Joe Tesla had found freedom in the silent green sea. He loved how the blue shafts of his navigation lights illuminated the murky darkness. He loved the old-fashioned sonar ping that displayed the underwater world on a green screen in his cockpit. He loved the sight and sound of water rushing past the half bubble of thick acrylic that served as his window to the undersea world. He loved the sense of infinite possibility. His crippling agoraphobia had stolen the outside world, but it hadn’t stolen the sea.
Edison was latched into a safety harness in front of him, and he gave him a quick pet. Edison’s tail thumped in response. Joe angled the submarine down. “Just a little deeper, boy, and then the fun begins.”
“Are we rated for that depth?” Vivian asked. His sometimes bodyguard, she was usually fearless.
“This baby can go even deeper. She’s a work of art.”

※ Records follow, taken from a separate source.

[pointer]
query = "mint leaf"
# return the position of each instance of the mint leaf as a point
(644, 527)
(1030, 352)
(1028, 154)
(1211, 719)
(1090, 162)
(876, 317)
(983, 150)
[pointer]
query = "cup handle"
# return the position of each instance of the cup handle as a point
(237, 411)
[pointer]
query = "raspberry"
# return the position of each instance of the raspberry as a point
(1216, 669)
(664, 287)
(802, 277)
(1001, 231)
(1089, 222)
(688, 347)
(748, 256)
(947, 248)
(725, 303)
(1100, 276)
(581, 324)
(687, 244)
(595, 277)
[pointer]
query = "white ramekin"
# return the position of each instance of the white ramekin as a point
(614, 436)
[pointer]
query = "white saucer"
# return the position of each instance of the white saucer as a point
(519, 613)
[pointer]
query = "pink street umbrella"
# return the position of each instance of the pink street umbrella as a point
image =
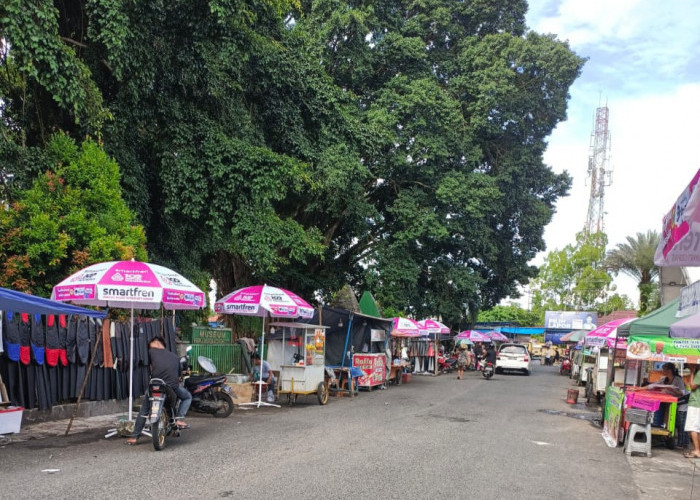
(129, 284)
(473, 335)
(496, 336)
(263, 301)
(434, 326)
(406, 327)
(605, 334)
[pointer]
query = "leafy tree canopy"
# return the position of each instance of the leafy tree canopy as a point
(393, 145)
(71, 216)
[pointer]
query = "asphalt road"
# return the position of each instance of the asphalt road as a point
(437, 437)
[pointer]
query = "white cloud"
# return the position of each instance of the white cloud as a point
(644, 62)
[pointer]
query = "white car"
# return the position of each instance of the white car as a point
(513, 357)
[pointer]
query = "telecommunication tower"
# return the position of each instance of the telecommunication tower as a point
(599, 173)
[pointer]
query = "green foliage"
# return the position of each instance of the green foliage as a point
(393, 145)
(574, 278)
(70, 217)
(636, 259)
(511, 313)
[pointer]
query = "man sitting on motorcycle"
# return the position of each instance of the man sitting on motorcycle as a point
(490, 355)
(164, 365)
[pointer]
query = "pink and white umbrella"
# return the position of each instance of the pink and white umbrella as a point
(496, 336)
(264, 301)
(473, 335)
(434, 326)
(605, 334)
(129, 284)
(406, 327)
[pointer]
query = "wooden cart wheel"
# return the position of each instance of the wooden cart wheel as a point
(322, 393)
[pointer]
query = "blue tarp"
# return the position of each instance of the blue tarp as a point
(524, 330)
(19, 302)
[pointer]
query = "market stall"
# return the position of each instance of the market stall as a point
(297, 350)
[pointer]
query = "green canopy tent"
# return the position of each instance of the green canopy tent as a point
(657, 322)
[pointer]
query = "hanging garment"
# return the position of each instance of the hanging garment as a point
(37, 337)
(25, 339)
(11, 327)
(53, 348)
(83, 340)
(107, 357)
(72, 340)
(63, 338)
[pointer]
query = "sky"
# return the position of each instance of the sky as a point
(644, 63)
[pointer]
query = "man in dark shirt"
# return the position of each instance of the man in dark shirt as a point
(164, 365)
(491, 355)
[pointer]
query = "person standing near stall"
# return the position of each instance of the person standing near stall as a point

“Sure.” She tightened her seat belt.
“All the safety money can buy.” His facial-recognition software had earned him millions, but because his agoraphobia had trapped him into an indoor existence, he didn’t have much he could spend it on. Unlike his peers, he had no use for cars or houses or private jets.
But he could use a submarine.
There was something else he’d like to have — someone he trusted to be his eyes and ears in the world above. “Speaking of all the safety money can buy, have you thought about my job offer?”

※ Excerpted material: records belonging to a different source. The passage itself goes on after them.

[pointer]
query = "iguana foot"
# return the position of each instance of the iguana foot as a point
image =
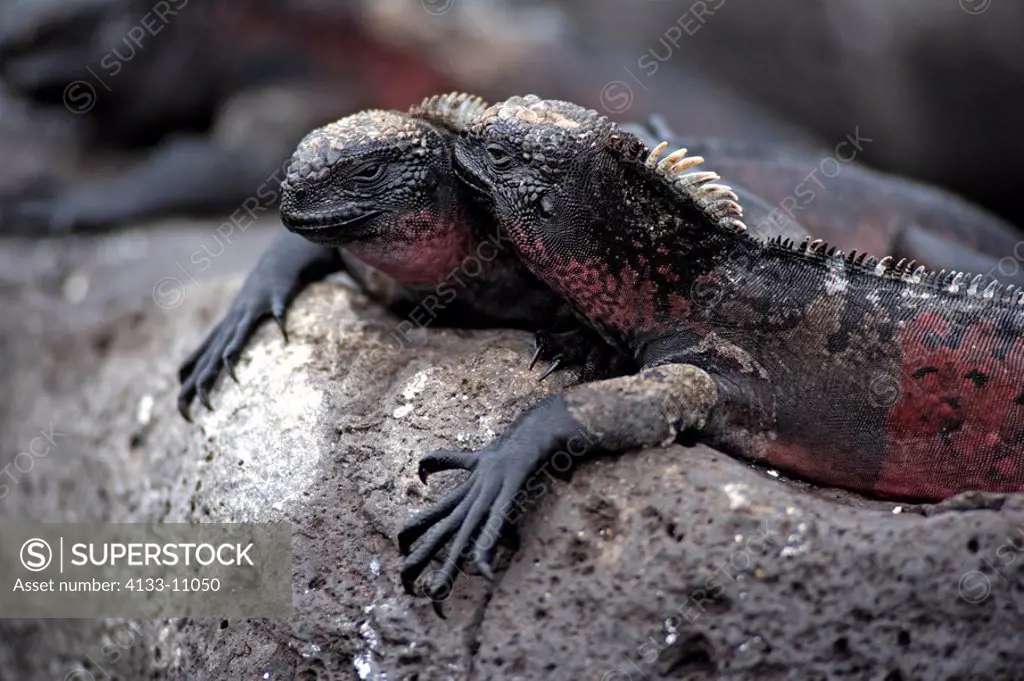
(223, 345)
(580, 349)
(478, 511)
(289, 264)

“You receive great protection via Mr. Rossi and his team. And I’m on call there. You don’t need to hire me full time.”
“You’re better than the others,” he said. “And if you worked for me, you’d have benefits and a much higher salary.”
“That’s very kind of you, sir, but I work for Mr. Rossi. He pays more than enough.”
Mr. Rossi didn’t pay her enough. Joe had checked. “My door’s always open if you change your mind.”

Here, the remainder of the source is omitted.